Citing the need to bring balance to the downtown area, the Encinitas Planning Commission recommended the City Council consider new regulations to crack down on unruly alcohol serving establishments along the Coast Highway 101 corridor.

With the vote, the Planning Commission advanced the so-called “deemed approved” ordinance and several other recommendations to the council for consideration.

Deemed approved ordinances give cities more latitude in enforcing nuisance rules and revoking business licenses on establishments that are subject to less restrictions due to their grandfathered status.

In the case of Encinitas, the ordinance would target all alcohol serving establishments that are open after 10 p.m., or 41 of the city’s 131 alcohol serving establishments, making them subject to tougher noise, trash and other nuisance standards.

Encinitas considered a deemed approved ordinance in 2014, but opted to take a proactive enforcement approach to the downtown bar scene.

But the commission agreed this month that more needed to be done, especially as it pertained to restaurants that operated more like bars after 10 p.m., but without the same restrictions as bona fide bars.

“The crux of the problem is those “stealth bars” that stop serving food after 10, those are the organizations we need to tamp down,” recently appointed planning commissioner Kevin Doyle said. “It feels like cheating, and I think it feels like cheating to a lot of local residents.”

Several residents and a representative from the Self Realization Fellowship who spoke at the meeting urged the commission to take action to rein in the nightlife scene, especially in downtown Encinitas, where they said much of the problem lies.

The residents said they weren’t opposed to restaurants that serve beer and wine, but more with the restaurants that stop serving food and continue to serve alcohol into the early morning hours.

“The issue is the bars, the issue is the drink-only places,” resident Shirley Finch said.

Another resident, Katie Poponyac, echoed Finch’s concerns.

“The nature (of downtown) has changed because now it’s just a party place,” she said.

A representative from the Self Realization Fellowship, which has spearheaded some of the efforts to revive the deemed-approved ordinance, said there was an urgent need for “checks and balances.”

The commission also advanced several other recommendations to the council, including consideration of a new entertainment license similar to the one Carlsbad recently adopted, and regulations on party buses that swarm into downtown and bring unruly patrons into the area, a sore point of many residents who spoke.
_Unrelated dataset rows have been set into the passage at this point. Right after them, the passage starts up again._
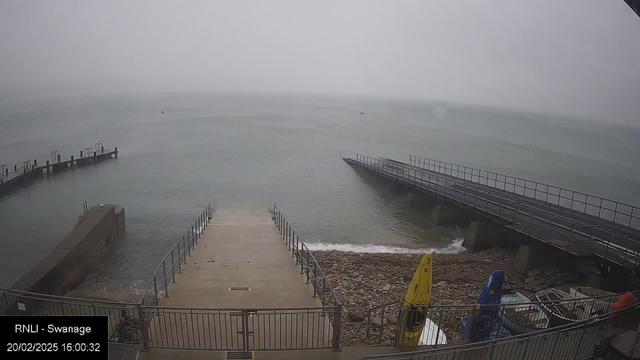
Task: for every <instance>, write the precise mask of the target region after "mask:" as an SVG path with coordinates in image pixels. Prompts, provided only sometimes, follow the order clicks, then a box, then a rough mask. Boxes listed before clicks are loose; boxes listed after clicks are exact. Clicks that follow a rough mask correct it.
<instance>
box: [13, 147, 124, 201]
mask: <svg viewBox="0 0 640 360" xmlns="http://www.w3.org/2000/svg"><path fill="white" fill-rule="evenodd" d="M97 145H98V144H96V150H95V151H94V150H93V149H92V148H86V149H84V150H82V151H80V157H78V158H74V156H73V155H71V158H70V159H69V160H64V161H63V160H62V159H61V156H60V154H58V152H57V151H52V152H51V160H47V161H46V162H45V164H44V165H40V166H39V165H38V164H39V163H38V160H34V161H33V162H31V161H30V160H29V161H25V162H23V164H22V166H20V167H18V165H14V166H13V167H8V166H7V165H6V164H0V196H2V195H3V194H5V193H7V192H9V191H11V190H15V189H16V188H18V187H20V186H24V185H27V184H28V183H30V182H31V181H33V180H36V179H38V178H40V177H42V176H44V175H50V174H53V173H58V172H62V171H66V170H68V169H70V168H74V167H80V166H85V165H89V164H96V163H98V162H99V161H102V160H105V159H110V158H112V157H114V158H117V157H118V148H117V147H116V148H115V149H114V150H107V149H105V148H104V147H102V146H99V147H98V146H97ZM40 164H42V163H40Z"/></svg>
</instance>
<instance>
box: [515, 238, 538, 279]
mask: <svg viewBox="0 0 640 360" xmlns="http://www.w3.org/2000/svg"><path fill="white" fill-rule="evenodd" d="M538 253H539V250H538V248H535V247H532V246H528V245H521V246H520V248H519V249H518V255H516V260H515V263H514V264H513V266H514V268H515V269H516V271H517V272H518V273H519V274H522V275H525V274H527V273H528V272H529V271H531V270H533V269H535V267H536V266H537V265H538V263H539V259H538Z"/></svg>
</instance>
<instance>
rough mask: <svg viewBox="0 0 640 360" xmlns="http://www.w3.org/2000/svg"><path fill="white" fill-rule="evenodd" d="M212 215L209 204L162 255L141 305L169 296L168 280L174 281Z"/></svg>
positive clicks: (152, 303) (143, 297) (146, 304)
mask: <svg viewBox="0 0 640 360" xmlns="http://www.w3.org/2000/svg"><path fill="white" fill-rule="evenodd" d="M212 215H213V212H212V210H211V204H209V205H207V207H206V208H205V209H204V210H203V211H202V213H200V216H198V218H197V219H196V220H195V221H194V222H193V224H191V226H190V227H189V229H187V231H186V232H185V233H184V234H182V237H181V238H180V239H179V240H178V241H177V242H176V243H175V244H174V245H173V247H172V248H171V250H169V252H168V253H167V255H165V256H164V258H163V259H162V261H161V262H160V265H158V267H157V268H156V271H155V272H154V273H153V276H152V277H151V280H150V281H149V284H148V285H147V288H146V289H145V290H144V293H143V294H142V300H141V303H142V304H143V305H156V306H158V305H159V304H160V298H161V297H163V296H169V282H173V283H175V282H176V273H181V272H182V264H186V263H187V258H188V257H189V256H191V250H192V249H195V246H196V244H197V243H198V238H200V236H202V232H203V231H204V229H206V228H207V225H208V224H209V220H210V219H211V216H212Z"/></svg>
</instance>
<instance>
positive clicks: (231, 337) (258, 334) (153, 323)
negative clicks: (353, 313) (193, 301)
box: [143, 306, 340, 352]
mask: <svg viewBox="0 0 640 360" xmlns="http://www.w3.org/2000/svg"><path fill="white" fill-rule="evenodd" d="M143 309H144V313H145V316H146V318H147V319H148V320H147V321H148V324H149V347H151V348H172V349H195V350H227V351H229V350H232V351H233V350H235V351H243V352H249V351H254V350H302V349H339V348H340V347H339V343H335V342H334V341H335V339H336V338H338V339H339V336H338V335H337V334H336V331H337V332H338V333H339V331H340V330H339V328H338V329H337V330H336V328H335V327H334V326H333V324H332V321H331V319H332V318H333V319H335V318H336V314H337V311H338V310H339V309H338V307H337V306H330V307H317V308H290V309H184V308H167V307H147V306H145V307H143Z"/></svg>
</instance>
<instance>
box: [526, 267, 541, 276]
mask: <svg viewBox="0 0 640 360" xmlns="http://www.w3.org/2000/svg"><path fill="white" fill-rule="evenodd" d="M540 274H542V270H540V269H533V270H531V271H529V272H528V273H527V276H528V277H531V276H538V275H540Z"/></svg>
Most of the commissioners, however, disagreed with a staff recommendation to explore a new fee or per-drink surcharge to help pay for increased enforcement. Glenn O’Grady was the lone proponent of the proposal.

Commissioner Al Apuzzo, who represents New Encinitas, also requested that the city council look at applying the rules differently east of Interstate 5, which doesn’t have a lot of dining establishments that stay open after 10 p.m. and isn’t part of the problem.